Early Blues Interview
Mark Singleton, MC/Drummer/Drum Technician


© Copyright 2008 Alan White. All Rights Reserved.

Alan:   Where do you come from and where did you grow up? 

Mark:  I was born in St Helens but I grew up in a small town called Prescott.

Alan:   Did you come from a musical family?

Mark:  My brother was quite musical, he was a guitarist and he played in a Liverpool-based band called Black.  'Wonderful Life', was a hit that they had, or something like that.  He introduced me to the heavier metal scene because he used to listen to Led Zeppelin, Black Sabbath and I just sort of picked up his taste really.  My older brother was a big Motown fan so that music was always rattling round the house.
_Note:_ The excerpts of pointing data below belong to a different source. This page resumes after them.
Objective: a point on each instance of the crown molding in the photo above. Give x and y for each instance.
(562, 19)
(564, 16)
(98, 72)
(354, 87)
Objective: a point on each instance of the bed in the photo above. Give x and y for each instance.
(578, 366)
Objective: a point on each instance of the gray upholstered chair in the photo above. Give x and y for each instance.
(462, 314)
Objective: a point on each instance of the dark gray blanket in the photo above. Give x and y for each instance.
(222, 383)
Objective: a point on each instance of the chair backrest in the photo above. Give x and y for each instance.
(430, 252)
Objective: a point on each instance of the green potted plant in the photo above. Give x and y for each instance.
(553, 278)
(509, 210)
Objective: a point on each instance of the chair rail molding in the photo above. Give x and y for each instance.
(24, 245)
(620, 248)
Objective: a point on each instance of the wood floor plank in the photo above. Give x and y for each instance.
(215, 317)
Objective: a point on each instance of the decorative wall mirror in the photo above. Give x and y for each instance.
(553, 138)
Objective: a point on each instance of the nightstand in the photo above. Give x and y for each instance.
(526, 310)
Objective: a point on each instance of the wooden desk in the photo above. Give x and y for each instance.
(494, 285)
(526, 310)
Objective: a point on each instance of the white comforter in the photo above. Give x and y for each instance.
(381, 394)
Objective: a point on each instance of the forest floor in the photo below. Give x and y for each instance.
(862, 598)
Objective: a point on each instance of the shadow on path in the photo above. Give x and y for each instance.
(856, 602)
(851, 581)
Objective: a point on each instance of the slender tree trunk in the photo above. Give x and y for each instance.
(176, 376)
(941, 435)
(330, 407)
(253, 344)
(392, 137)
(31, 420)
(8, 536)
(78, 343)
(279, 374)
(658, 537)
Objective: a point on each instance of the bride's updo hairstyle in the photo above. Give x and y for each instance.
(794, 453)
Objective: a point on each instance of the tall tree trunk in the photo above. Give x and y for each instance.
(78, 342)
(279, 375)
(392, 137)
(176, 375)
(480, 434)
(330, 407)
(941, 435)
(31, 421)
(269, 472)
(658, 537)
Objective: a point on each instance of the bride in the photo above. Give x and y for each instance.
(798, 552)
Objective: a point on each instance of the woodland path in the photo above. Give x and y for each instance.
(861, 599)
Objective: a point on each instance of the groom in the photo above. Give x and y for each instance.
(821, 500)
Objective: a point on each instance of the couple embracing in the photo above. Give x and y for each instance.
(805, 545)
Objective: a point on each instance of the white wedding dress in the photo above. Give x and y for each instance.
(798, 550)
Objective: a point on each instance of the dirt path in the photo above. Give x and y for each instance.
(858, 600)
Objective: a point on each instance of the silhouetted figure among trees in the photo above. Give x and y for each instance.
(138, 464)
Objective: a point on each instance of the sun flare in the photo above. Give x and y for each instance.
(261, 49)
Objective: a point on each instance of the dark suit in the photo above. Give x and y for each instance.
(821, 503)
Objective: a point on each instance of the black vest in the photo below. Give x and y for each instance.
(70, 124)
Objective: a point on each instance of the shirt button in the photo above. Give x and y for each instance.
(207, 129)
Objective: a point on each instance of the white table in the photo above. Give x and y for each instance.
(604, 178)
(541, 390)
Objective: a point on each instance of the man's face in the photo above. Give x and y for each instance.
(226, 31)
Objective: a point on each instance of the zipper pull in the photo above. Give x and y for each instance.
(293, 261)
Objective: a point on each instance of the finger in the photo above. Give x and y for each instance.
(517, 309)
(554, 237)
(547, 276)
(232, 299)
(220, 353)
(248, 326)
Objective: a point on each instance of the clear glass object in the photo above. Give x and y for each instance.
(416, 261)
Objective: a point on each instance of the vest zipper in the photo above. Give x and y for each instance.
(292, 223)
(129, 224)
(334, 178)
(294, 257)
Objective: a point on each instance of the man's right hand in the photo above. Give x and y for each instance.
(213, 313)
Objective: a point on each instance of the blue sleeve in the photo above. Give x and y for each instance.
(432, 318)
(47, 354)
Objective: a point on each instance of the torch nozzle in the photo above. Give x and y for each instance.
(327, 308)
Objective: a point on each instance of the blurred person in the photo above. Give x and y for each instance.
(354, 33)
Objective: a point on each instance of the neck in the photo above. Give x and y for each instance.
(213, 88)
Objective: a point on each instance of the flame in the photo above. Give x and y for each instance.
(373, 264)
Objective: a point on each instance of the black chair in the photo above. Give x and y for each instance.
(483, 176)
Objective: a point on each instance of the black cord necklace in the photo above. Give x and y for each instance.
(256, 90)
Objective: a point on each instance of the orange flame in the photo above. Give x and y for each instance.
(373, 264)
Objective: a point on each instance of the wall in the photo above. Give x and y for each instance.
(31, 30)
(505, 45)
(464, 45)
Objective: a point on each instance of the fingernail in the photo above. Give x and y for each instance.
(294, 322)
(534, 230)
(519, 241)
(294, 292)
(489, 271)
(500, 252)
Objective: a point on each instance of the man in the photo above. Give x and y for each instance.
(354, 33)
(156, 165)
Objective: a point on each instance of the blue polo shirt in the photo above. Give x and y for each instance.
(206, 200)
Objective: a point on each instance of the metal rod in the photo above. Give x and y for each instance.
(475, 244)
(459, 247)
Alan:   Did you always want to become a musician or be involved in the music business?

Mark:  In hindsight I would have loved to have been earlier but I didn’t come to music until quite late.  Obviously I listened to the radio, I’ve always gone to see live bands at big stadiums and theatres or even small pubs locally.  Knocking around with bikers and the bikers scene you have a tendency to go and see the heavy metal groups so I got involved that way as a spectator but not as a player.  I came to drumming very late in life.

Alan:   You play in a band, tell me about them and where did you first meet?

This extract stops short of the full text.